Wie es dazu kam? Dahinter steckt eine sehr kuriose Geschichte, die Käßemodel im Interview mit SPOXnun erstmals selbst erzählte.

  • Tommy Käßemodel spielte in der Jugend und zweiten Mannschaft für Erzgebirge Aue

    Der heute 37-Jährige verfolgte einst den großen Traum, Fußballprofi zu werden. Und er hatte durchaus Talent, schließlich schaffte er es als Jugendspieler in den Nachwuchsbereich von Drittligist Erzgebirge Aue. "Ich wurde mit 13 Jahren ganz klassisch bei einem Jugendspiel entdeckt", blickte Käßemodel, seines Zeichens Mittelfeldspieler, bei SPOX zurück.
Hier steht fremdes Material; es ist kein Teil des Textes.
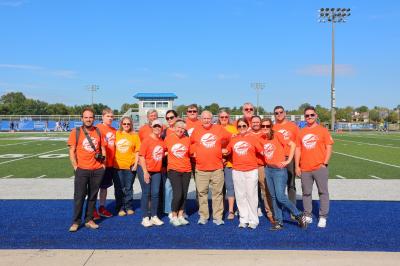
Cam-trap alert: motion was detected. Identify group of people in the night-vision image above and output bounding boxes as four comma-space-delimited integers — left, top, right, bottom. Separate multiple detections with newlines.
68, 103, 333, 232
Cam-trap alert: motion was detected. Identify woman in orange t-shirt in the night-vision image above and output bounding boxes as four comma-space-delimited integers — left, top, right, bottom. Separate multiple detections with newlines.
139, 119, 165, 227
223, 118, 262, 229
261, 118, 307, 230
165, 120, 192, 226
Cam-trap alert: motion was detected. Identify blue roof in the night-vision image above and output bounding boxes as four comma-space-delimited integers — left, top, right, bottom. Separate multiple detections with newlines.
133, 93, 178, 99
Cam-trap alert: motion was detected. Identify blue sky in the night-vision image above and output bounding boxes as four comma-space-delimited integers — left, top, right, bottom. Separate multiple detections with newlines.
0, 0, 400, 111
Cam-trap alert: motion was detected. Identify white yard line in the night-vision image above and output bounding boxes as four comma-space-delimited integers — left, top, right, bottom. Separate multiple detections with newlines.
369, 175, 382, 180
0, 147, 68, 164
335, 138, 400, 149
333, 151, 400, 168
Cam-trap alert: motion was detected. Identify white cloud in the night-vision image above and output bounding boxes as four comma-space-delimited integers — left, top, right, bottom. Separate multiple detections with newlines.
296, 64, 356, 76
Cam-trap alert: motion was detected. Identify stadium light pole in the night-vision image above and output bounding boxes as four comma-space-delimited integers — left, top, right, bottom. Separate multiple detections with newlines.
318, 8, 351, 131
88, 84, 99, 107
250, 82, 265, 115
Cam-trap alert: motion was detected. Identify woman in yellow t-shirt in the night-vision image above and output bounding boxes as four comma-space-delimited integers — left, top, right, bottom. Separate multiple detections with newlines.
218, 109, 238, 220
114, 117, 140, 216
Fortan durchlief er bei Aue, das seit Beginn des Jahrtausends zwischen Dritt- und Zweitklassigkeit pendelt und dabei meist in der 2. Bundesliga spielte, die Nachwuchsteams und schaffte es später auch in die zweite Mannschaft.
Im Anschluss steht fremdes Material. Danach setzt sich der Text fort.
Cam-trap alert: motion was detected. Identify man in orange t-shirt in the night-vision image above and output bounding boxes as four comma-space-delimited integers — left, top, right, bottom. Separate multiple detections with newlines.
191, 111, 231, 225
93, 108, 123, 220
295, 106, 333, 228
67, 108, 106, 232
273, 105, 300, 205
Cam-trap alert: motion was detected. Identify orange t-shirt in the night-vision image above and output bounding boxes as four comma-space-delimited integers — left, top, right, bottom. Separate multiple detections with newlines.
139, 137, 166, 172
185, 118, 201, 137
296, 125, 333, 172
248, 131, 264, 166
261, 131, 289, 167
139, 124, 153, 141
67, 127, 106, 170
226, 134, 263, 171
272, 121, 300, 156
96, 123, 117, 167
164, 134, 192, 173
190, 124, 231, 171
    Für den Sprung zu den Profis reichte es nicht ganz, dennoch durfte er hin und wieder hineinschnuppern, mittrainieren oder bei Testspielen auf dem Platz stehen. "Da konnte ich gut mitschwimmen, aber man bekommt ja mit der Zeit ein Gefühl dafür, ob man wirklich eine echte Option ist oder nicht. Das war dann leider nicht der Fall", erzählte Käßemodel. Mit 24 war das Kapitel zweite Mannschaft beim FC Erzgebirge dann vorbei. Er wechselte zurück zum Heimatverein FC Stollberg, blieb aber als Jugendtrainer in Aue.

    Ansonsten studierte er an der TU Chemnitz und jobbte bei Kaufland. Bis kurz vor Silvester 2015 ein Anruf alles veränderte und den Grundstein für Käßemodels ganz besondere Geschichte legte.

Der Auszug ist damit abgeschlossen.